Romans 15:22-33 NKJV
22 For this reason I also have been much hindered from coming to you. 23 But now no longer having a place in these parts, and having a great desire these many years to come to you, 24 whenever I journey to Spain, I shall come to you. For I hope to see you on my journey, and to be helped on my way there by you, if first I may enjoy your company for a while. 25 But now I am going to Jerusalem to minister to the saints. 26 For it pleased those from Macedonia and Achaia to make a certain contribution for the poor among the saints who are in Jerusalem. 27 It pleased them indeed, and they are their debtors. For if the Gentiles have been partakers of their spiritual things, their duty is also to minister to them in material things. 28 Therefore, when I have performed this and have sealed to them this fruit, I shall go by way of you to Spain. 29 But I know that when I come to you, I shall come in the fullness of the blessing of the gospel of Christ.
30 Now I beg you, brethren, through the Lord Jesus Christ, and through the love of the Spirit, that you strive together with me in prayers to God for me, 31 that I may be delivered from those in Judea who do not believe, and that my service for Jerusalem may be acceptable to the saints, 32 that I may come to you with joy by the will of God, and may be refreshed together with you. 33 Now the God of peace be with you all. Amen.

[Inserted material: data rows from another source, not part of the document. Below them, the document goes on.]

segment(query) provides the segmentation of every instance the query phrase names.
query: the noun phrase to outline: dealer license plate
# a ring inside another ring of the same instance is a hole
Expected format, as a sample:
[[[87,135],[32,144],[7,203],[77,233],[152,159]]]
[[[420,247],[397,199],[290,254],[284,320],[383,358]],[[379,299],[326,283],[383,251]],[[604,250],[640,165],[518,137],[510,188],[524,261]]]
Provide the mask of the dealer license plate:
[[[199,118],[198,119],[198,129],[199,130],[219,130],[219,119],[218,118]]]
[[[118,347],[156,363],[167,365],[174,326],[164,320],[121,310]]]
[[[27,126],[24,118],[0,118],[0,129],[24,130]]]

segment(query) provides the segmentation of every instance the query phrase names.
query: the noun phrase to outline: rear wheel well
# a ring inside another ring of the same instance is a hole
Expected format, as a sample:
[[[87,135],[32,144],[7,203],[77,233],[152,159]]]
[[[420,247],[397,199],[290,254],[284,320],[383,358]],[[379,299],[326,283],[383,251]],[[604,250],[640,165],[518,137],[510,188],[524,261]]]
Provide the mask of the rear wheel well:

In v. 30 of today’s reading, St. Paul urges the Christians in Rome to “join me in my struggle by praying to God for me.” This request is not hard to understand given everything that Paul was facing and was about to face. After his conversion early in the book of Acts, Paul faced difficulty in establishing himself as a legitimate Christian preacher after spending the majority of his life before that as a persecutor of Christ and His people. And he would continue to face challenges while preaching the Gospel to the Gentiles. Among other things, Paul faced imprisonment (Acts 16) for preaching the Gospel.
Paul was probably the strongest proponent of Christianity besides Christ Himself; and because of that, he was persecuted. One quick scan of the Old Testament reveals that, throughout history, every prophet was persecuted, rejected, and marginalized for their faithfulness. Even faithful Noah was mocked for believing that God spoke to him and told him to build the ark…that is, until the rains came and proved God and Noah to be right.
And throughout the New Testament we read that not only Christ Himself was persecuted and rejected, but also all of His disciples; in fact, all but one of the Twelve were martyred for believing and teaching the one, holy, apostolic faith.
So, in today’s reading, when Paul asks for prayer on his behalf, we are reminded to pray for our pastors, for they, too, face all kinds of challenges because of their Call into the Holy ministry. Pray that he remains faithful. Pray that he keeps his ordination vow to preach, teach, and administer the Sacraments according to Scripture and, for us Lutherans, adhere to the Lutheran Confessions as well. Pray for his health and strength. Pray that he would be strengthened against any and all onslaughts he might face for being faithful. Pray for his children and wife. Pray that God would give him clarity of mind to proclaim without compromise Christ crucified for all sinners.
Let us pray: Dear Jesus, thank you for my faithful pastor. Bless and protect him and his family and keep him faithful to you. Amen.